La série évite une approche moralisatrice et préfère observer les conséquences, parfois silencieuses, de cette spirale. L’univers de Mukbang ne se limite pas à un seul point de vue. Le récit adopte une structure chorale, donnant de l’espace à plusieurs personnages gravitant autour de Kim. Les relations familiales occupent une place importante, notamment à travers des échanges marqués par l’incompréhension et les attentes implicites. D’autres figures, issues du monde numérique ou du quotidien plus banal, viennent enrichir le propos et montrer l’impact indirect de cette quête de visibilité sur l’entourage. Parmi ces présences, Morphea occupe une position particulière.
Cette entité virtuelle, à la frontière entre assistance numérique et influence invisible, incarne une forme de logique algorithmique devenue presque autonome. Sans jamais tomber dans l’explication didactique, la série suggère comment certaines technologies orientent les comportements, encouragent l’excès et entretiennent l’illusion du contrôle personnel. Morphea n’impose rien frontalement, mais accompagne, conseille et amplifie les décisions déjà fragiles de Kim. La mise en scène joue un rôle essentiel dans cette immersion. Les écrans, les appels vidéo et les interfaces numériques sont intégrés directement dans le cadre, brouillant la frontière entre espace privé et espace public.
Cette approche visuelle renforce l’impression d’intrusion constante et rappelle à quel point la vie connectée laisse peu de place au retrait. Les scènes de mukbang, quant à elles, sont filmées de manière frontale, avec une attention particulière portée aux sons et aux gestes, créant un inconfort assumé. Sur le plan narratif, la saison 1 adopte un rythme volontairement contrasté. Les premiers épisodes privilégient l’installation psychologique et la solitude intérieure du personnage principal, tandis que la seconde moitié accélère la progression dramatique. Ce choix peut créer un léger déséquilibre, mais il reflète aussi la manière dont une exposition en ligne peut basculer rapidement, sans retour en arrière évident.
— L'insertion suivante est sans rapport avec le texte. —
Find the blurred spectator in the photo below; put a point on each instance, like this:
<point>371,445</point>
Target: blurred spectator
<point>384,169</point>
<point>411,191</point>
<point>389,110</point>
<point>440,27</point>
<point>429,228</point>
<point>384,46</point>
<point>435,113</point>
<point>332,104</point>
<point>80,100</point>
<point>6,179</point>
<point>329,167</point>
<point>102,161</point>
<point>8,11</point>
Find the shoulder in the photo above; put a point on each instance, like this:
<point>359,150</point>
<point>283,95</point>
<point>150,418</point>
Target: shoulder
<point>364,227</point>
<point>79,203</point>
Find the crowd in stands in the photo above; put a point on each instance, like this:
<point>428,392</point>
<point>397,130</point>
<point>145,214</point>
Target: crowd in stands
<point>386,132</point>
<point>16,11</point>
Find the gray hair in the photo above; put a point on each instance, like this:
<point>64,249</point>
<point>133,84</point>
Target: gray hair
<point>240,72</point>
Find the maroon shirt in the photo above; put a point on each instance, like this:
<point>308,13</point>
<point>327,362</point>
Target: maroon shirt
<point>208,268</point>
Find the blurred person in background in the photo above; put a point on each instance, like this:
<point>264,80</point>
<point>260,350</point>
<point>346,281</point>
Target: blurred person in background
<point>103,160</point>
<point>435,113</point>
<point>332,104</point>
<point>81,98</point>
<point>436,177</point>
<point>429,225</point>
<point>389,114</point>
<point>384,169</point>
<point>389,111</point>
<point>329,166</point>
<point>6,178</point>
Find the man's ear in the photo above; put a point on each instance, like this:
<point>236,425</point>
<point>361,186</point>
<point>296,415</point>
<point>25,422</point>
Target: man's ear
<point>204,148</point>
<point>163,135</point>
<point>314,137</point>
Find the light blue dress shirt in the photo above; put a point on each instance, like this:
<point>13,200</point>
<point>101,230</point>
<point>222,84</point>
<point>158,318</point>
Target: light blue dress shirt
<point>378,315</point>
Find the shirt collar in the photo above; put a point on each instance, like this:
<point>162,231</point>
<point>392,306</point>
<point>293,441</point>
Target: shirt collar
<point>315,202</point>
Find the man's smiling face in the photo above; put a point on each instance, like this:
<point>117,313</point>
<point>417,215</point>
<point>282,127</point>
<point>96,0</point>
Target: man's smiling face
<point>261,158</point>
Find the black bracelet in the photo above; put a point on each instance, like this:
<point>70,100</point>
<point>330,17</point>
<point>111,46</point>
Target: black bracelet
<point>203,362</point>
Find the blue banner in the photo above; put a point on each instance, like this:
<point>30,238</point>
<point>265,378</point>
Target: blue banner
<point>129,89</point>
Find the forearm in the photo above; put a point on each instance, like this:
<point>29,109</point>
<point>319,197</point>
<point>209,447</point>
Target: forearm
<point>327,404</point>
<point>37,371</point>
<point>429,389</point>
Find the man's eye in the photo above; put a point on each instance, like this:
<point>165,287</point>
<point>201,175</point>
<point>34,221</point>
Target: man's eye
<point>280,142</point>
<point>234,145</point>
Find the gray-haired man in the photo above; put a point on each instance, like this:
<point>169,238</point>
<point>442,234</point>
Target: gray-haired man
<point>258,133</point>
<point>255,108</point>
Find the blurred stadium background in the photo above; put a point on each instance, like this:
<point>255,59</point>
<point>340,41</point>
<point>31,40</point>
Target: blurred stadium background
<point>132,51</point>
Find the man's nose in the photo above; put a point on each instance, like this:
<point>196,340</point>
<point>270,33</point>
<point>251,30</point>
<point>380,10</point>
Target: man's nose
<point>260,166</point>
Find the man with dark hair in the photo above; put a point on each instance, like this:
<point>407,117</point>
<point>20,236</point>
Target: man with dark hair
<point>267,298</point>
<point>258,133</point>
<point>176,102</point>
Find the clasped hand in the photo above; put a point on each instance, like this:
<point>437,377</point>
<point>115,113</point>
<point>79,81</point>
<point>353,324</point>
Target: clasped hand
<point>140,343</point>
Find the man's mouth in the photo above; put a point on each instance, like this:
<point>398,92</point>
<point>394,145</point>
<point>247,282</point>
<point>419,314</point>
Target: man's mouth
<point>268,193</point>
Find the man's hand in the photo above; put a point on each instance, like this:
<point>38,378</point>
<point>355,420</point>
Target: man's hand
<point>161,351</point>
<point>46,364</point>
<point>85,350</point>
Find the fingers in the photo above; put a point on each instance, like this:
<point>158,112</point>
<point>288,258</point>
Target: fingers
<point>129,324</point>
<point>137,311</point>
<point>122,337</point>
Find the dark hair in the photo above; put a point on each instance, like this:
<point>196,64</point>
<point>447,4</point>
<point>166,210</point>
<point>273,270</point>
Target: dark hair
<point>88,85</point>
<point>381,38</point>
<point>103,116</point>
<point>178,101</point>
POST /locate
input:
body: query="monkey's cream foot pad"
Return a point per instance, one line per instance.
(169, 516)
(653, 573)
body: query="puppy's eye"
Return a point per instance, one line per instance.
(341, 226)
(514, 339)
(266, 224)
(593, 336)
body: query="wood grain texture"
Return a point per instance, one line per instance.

Certaines scènes laissent volontairement des zones floues, renforçant le sentiment de perte de repères. Les dialogues conservent parfois une dimension introspective marquée, héritée de leur origine littéraire. Cette écriture plus posée permet cependant d’aborder des thèmes complexes comme l’identité numérique, la dépendance à la validation externe ou la difficulté à maintenir des relations authentiques dans un environnement saturé de performances sociales. La série choisit l’observation plutôt que l’explication, laissant au spectateur le soin de relier les éléments. Mukbang se distingue aussi par son utilisation mesurée des codes de l’horreur. Ici, pas de monstres traditionnels, mais une inquiétude qui naît de situations plausibles et déjà présentes dans le quotidien.
Le malaise provient du corps exposé, de la répétition des gestes et de la perte progressive de contrôle. Cette approche rend la série particulièrement pertinente dans un contexte où la frontière entre vie personnelle et contenu monétisable devient de plus en plus floue. Au terme des huit épisodes, la saison 1 laisse une impression persistante. Le propos ne se limite pas à un phénomène de mode, mais interroge plus largement le besoin d’être vu, reconnu et validé dans un espace numérique qui fonctionne selon ses propres règles. Mukbang propose ainsi une fiction qui agit comme un miroir, parfois inconfortable, de pratiques largement banalisées.
Note : 6.5/10. En bref, sans chercher à choquer gratuitement, la série rappelle que certaines formes de visibilité ont un coût, souvent invisible au départ, mais bien réel à long terme.